A: Kalau hidup ini bisa diulang, profesi apa yang Bapak sukai?

P: Penyair, karena saya bisa terlibat dengan banyak manusia, menulis kristalisasi kehidupan.

A: Apakah dengan menjadi Presiden, kita tidak bisa mengkristalisasi kehidupan ini?

P: Ibu Annisa, pertanyaan Anda lepas dari koridor perjanjian semula.

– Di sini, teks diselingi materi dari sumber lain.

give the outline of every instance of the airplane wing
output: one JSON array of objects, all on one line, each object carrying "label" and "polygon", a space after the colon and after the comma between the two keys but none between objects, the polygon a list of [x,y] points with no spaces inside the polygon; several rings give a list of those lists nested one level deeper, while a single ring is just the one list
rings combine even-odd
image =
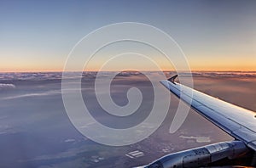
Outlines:
[{"label": "airplane wing", "polygon": [[169,154],[139,167],[256,167],[256,113],[177,83],[177,76],[160,82],[197,113],[232,136],[235,141]]},{"label": "airplane wing", "polygon": [[[256,151],[255,112],[175,82],[176,77],[177,76],[160,82],[201,115]],[[180,96],[181,92],[183,96]]]}]

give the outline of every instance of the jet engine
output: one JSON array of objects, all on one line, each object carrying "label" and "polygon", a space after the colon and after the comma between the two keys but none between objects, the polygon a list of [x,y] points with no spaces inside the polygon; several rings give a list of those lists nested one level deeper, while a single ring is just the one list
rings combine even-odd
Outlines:
[{"label": "jet engine", "polygon": [[232,141],[211,144],[166,155],[144,168],[180,168],[206,166],[212,162],[228,158],[239,158],[249,149],[243,142]]}]

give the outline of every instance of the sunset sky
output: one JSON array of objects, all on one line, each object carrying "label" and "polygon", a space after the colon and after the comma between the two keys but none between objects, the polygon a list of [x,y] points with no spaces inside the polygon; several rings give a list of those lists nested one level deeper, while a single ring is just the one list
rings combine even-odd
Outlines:
[{"label": "sunset sky", "polygon": [[117,22],[141,22],[166,31],[192,70],[256,70],[255,8],[253,0],[1,0],[0,71],[62,70],[82,37]]}]

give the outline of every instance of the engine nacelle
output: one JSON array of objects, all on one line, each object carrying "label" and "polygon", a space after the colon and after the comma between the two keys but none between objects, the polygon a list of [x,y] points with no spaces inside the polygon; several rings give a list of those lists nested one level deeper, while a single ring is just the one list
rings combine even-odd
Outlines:
[{"label": "engine nacelle", "polygon": [[224,158],[236,159],[248,151],[249,149],[243,142],[224,142],[171,154],[143,167],[199,167]]}]

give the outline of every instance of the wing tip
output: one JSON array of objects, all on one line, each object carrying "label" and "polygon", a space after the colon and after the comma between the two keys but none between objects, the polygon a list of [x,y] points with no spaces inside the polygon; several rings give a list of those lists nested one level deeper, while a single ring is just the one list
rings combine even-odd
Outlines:
[{"label": "wing tip", "polygon": [[172,77],[170,77],[168,79],[169,81],[171,81],[172,83],[174,83],[175,84],[175,79],[177,77],[177,75],[176,76],[173,76]]}]

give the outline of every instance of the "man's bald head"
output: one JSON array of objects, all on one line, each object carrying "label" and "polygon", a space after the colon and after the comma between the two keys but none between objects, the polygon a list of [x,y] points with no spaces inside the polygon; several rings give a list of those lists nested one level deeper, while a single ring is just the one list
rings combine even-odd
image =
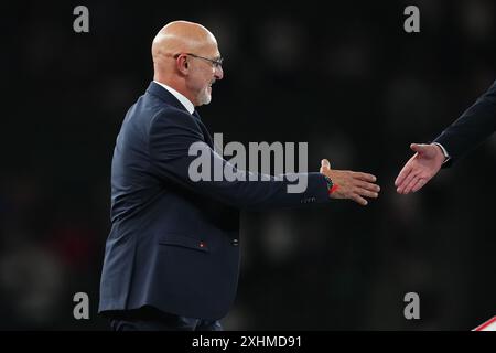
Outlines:
[{"label": "man's bald head", "polygon": [[224,76],[214,34],[201,24],[174,21],[152,43],[153,79],[165,84],[195,106],[208,104],[212,85]]},{"label": "man's bald head", "polygon": [[188,21],[170,22],[153,39],[153,64],[155,69],[160,69],[166,56],[177,53],[202,53],[212,51],[212,46],[216,49],[217,41],[214,34],[203,25]]}]

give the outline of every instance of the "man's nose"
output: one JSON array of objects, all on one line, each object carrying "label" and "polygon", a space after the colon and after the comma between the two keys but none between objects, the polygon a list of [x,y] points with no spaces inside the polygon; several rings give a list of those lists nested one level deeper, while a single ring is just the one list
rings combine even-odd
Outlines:
[{"label": "man's nose", "polygon": [[218,66],[215,68],[214,77],[215,77],[215,79],[223,79],[223,77],[224,77],[223,66]]}]

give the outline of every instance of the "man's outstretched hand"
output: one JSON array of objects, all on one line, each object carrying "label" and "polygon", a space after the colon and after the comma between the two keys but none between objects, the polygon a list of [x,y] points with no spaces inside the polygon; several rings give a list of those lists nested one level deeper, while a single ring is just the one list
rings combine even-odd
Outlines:
[{"label": "man's outstretched hand", "polygon": [[331,178],[334,185],[337,185],[337,189],[330,195],[332,199],[349,199],[366,206],[368,202],[364,197],[377,199],[379,196],[380,188],[374,183],[377,178],[373,174],[331,169],[326,159],[321,161],[320,172]]},{"label": "man's outstretched hand", "polygon": [[445,160],[441,147],[435,143],[412,143],[410,149],[416,154],[405,164],[395,181],[397,192],[405,195],[417,192],[425,185],[439,172]]}]

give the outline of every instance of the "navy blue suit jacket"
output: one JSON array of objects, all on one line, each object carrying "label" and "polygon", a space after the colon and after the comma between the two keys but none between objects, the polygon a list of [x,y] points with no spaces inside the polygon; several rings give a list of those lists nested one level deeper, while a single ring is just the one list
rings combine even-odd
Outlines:
[{"label": "navy blue suit jacket", "polygon": [[330,201],[320,173],[308,174],[303,193],[288,193],[285,178],[193,182],[188,149],[198,141],[226,164],[200,116],[153,82],[127,113],[112,158],[99,312],[151,306],[219,319],[237,288],[239,211]]},{"label": "navy blue suit jacket", "polygon": [[448,127],[433,142],[441,143],[451,159],[449,167],[474,149],[496,129],[496,81],[455,122]]}]

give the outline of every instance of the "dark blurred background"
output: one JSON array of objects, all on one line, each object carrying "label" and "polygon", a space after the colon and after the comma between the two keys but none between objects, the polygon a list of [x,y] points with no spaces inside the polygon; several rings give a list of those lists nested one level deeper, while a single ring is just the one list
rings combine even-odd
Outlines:
[{"label": "dark blurred background", "polygon": [[[73,9],[89,9],[89,33]],[[405,7],[420,33],[403,31]],[[200,108],[228,141],[308,141],[309,169],[371,172],[352,202],[244,213],[228,330],[471,330],[496,314],[496,139],[414,195],[393,181],[496,78],[490,0],[3,2],[0,329],[107,330],[96,313],[122,118],[172,20],[204,24],[225,78]],[[73,318],[87,292],[90,320]],[[403,296],[420,296],[406,320]]]}]

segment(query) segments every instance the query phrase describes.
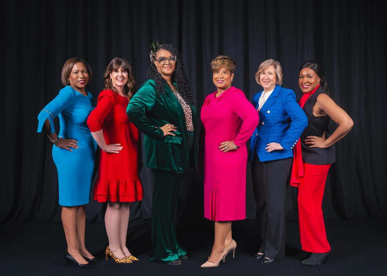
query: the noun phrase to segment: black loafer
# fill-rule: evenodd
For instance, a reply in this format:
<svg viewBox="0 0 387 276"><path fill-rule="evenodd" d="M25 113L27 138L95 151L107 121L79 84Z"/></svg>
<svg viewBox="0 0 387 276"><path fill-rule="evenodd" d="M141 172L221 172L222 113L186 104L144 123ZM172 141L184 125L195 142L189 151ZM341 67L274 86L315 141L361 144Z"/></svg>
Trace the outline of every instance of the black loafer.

A: Maaf, sekarang bagaimana pendapat Bapak tentang perempuan?

P: Saya suka perempuan yang konvensional. Ini bukan berarti saya tidak menyukai wanita karier. Sebab, saya kira, pekerjaan apa pun pasti bisa menarik.

A: Bagaimana pendapat Bapak tentang cinta?

P: Saya kira, kita tidak bisa memanipulasi cinta. Untuk hal ini harus ada kerja sama.

A: Kalau saya boleh menyimpulkan, Bapak hanya mencintai kerja keras dan berharap semua orang bisa meniru sikap Bapak. Lantas apa yang tidak Bapak sukai?

P: Sikap malas dan perasaan lemah.

A: Biasanya, perempuan dianggap lemah karena gampang menangis, bagaimana pendapat Bapak?

P: Seharusnya perempuan yang tinggal di negeri ini bersikap rasional. Sebab, kehidupan di zaman ini siap tempur dan desak-mendesak.

A: Kenyataannya sekarang banyak perempuan bahkan laki-laki yang cengeng. Itu terlihat pada film-film, sinetron, novel-novel atau lagu yang mereka gemari.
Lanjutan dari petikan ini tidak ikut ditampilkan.